Solange du nachweislich unter einer gesetzlich festgelegten Einkommensgrenze lebst, kannst Du dich beim Bundesverwaltungsamt von der Rückzahlungspflicht auch freistellen lassen oder einen Antrag auf Stundung stellen. Dann werden deine Schulden nach 20 Jahren trotzdem erlassen, solange du während deinen vereinbarten Zahlungs- und Mitwirkungspflichten jeweils rechtzeitig und vollständig nachgekommen bist (Kooperationserlass bzw. Härtefallerlass bei geringfügigen Verstößen).

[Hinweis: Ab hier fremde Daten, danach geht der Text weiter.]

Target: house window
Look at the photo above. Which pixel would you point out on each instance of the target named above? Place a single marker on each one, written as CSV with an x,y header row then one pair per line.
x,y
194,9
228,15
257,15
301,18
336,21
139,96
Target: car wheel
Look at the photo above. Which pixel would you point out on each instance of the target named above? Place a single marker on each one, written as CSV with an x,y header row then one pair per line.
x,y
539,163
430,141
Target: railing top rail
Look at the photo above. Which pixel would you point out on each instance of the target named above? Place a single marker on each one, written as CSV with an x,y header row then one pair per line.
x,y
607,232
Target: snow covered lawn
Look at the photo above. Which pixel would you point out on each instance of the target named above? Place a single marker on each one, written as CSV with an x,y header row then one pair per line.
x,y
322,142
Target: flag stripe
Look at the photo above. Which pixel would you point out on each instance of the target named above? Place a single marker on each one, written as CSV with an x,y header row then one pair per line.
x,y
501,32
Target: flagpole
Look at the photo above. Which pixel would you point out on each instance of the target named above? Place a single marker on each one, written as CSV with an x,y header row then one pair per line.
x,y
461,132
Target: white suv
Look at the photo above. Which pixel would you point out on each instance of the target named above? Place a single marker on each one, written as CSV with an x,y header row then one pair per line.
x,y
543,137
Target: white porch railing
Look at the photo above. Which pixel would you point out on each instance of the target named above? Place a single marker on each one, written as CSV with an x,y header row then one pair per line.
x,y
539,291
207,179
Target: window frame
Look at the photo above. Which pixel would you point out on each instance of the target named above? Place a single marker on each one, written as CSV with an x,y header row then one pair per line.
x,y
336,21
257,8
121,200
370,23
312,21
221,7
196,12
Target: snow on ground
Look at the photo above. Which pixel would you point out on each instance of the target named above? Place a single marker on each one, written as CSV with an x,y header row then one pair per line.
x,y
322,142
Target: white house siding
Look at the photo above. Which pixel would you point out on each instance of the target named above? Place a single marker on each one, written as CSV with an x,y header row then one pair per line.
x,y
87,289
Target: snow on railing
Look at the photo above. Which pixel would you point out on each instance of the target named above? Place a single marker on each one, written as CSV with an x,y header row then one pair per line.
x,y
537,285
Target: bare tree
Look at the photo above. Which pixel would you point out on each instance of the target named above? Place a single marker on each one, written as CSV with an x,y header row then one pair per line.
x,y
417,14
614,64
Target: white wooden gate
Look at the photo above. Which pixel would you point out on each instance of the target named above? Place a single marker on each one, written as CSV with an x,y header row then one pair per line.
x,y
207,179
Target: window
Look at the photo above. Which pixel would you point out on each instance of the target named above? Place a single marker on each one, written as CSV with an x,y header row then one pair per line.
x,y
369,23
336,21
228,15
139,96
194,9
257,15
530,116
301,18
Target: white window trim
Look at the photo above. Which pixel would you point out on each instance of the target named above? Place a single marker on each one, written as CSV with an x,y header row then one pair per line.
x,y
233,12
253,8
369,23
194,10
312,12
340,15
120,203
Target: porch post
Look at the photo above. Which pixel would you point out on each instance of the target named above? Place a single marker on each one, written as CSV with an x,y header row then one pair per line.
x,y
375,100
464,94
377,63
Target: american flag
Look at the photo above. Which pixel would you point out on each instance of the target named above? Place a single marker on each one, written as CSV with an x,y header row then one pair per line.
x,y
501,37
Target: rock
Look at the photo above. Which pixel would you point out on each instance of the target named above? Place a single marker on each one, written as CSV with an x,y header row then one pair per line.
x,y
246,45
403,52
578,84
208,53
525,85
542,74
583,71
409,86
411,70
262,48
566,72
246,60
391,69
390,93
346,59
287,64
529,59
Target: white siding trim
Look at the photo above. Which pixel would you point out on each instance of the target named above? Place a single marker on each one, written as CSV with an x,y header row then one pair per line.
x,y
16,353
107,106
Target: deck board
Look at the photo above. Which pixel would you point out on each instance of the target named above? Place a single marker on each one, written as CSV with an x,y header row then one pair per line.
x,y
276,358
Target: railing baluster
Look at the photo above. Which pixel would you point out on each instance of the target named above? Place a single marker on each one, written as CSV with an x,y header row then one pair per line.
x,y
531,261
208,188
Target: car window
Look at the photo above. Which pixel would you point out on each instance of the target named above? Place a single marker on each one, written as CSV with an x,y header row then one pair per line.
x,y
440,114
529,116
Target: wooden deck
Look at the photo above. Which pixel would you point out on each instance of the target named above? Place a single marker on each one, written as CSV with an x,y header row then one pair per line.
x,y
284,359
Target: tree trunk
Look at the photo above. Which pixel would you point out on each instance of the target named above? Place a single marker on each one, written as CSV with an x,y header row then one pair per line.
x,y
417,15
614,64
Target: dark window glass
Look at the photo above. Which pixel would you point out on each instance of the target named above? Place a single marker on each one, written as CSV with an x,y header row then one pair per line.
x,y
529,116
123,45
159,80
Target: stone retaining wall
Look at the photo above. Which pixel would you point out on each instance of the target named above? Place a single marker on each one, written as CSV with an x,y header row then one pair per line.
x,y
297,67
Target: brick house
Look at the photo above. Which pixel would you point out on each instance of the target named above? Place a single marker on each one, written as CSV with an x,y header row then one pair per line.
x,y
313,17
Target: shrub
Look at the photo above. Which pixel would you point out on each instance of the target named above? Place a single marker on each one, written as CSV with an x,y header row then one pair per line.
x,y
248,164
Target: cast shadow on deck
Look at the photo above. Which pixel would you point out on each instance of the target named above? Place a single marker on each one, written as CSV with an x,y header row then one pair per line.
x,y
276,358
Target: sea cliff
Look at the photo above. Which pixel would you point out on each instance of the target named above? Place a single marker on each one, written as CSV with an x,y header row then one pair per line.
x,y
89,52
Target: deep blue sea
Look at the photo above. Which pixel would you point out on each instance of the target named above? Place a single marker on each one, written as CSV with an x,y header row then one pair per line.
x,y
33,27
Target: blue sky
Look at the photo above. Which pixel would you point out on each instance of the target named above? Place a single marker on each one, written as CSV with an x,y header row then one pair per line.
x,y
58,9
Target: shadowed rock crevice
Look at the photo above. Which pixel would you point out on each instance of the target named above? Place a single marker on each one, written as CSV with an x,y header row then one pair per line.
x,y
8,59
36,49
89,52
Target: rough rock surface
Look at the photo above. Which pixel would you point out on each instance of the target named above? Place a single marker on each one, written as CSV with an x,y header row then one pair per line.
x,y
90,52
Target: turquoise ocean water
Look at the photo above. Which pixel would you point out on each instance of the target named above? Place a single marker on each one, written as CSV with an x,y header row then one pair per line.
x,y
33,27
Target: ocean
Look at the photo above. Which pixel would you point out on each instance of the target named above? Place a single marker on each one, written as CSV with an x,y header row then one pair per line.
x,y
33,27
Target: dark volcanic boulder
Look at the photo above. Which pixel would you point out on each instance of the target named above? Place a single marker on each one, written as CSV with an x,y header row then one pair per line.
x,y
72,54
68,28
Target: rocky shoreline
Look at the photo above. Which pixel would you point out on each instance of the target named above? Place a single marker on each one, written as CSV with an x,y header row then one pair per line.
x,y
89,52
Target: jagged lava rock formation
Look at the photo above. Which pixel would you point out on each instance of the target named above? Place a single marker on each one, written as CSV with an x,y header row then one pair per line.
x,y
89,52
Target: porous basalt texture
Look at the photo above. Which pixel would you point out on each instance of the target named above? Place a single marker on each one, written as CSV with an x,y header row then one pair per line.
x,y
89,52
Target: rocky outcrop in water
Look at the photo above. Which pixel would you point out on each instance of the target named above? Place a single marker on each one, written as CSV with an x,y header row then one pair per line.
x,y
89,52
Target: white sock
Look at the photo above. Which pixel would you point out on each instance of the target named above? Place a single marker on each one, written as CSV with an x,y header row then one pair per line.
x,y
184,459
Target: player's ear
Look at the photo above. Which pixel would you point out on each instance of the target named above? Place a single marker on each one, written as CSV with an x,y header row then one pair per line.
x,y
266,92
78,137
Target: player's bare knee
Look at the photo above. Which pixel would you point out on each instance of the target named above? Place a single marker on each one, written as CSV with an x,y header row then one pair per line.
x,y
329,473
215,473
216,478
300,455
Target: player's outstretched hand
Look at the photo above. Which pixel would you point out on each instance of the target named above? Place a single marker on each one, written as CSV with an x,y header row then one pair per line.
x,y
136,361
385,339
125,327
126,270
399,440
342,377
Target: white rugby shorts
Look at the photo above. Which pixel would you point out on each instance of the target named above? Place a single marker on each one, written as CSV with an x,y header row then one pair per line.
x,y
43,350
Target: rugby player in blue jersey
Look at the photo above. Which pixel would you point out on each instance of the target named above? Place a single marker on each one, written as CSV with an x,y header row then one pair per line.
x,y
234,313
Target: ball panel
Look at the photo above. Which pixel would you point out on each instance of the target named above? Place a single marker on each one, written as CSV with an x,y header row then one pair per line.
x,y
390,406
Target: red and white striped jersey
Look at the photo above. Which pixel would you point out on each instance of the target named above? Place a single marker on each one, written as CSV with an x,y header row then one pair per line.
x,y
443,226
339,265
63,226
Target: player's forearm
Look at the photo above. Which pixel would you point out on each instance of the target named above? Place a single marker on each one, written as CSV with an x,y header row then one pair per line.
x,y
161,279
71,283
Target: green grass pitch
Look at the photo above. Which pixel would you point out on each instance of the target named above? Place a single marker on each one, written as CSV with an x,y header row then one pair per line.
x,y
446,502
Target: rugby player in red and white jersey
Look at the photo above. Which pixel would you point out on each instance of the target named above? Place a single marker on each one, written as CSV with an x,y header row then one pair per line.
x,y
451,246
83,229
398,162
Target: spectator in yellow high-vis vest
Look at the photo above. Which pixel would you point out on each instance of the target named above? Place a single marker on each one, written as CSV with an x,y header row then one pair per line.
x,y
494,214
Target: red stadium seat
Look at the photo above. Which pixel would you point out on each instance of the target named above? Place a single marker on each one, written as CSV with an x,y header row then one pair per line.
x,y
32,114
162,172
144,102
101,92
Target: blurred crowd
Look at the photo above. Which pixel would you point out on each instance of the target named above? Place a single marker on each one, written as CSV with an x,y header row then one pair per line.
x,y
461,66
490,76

Für das Volldarlehen gelten fast die gleichen Rückzahlungsbedigungen – nur die Deckelung nach 77 Raten gibt es hier nicht.

Falls deine finanzielle Situation es zulässt, auch größere Beträge auf einmal zu zahlen, wird das mit Ermäßigungen belohnt. Wer seine ganze Darlehenssumme direkt auf einen Schlag zahlen kann, muss 38 Prozent weniger zahlen.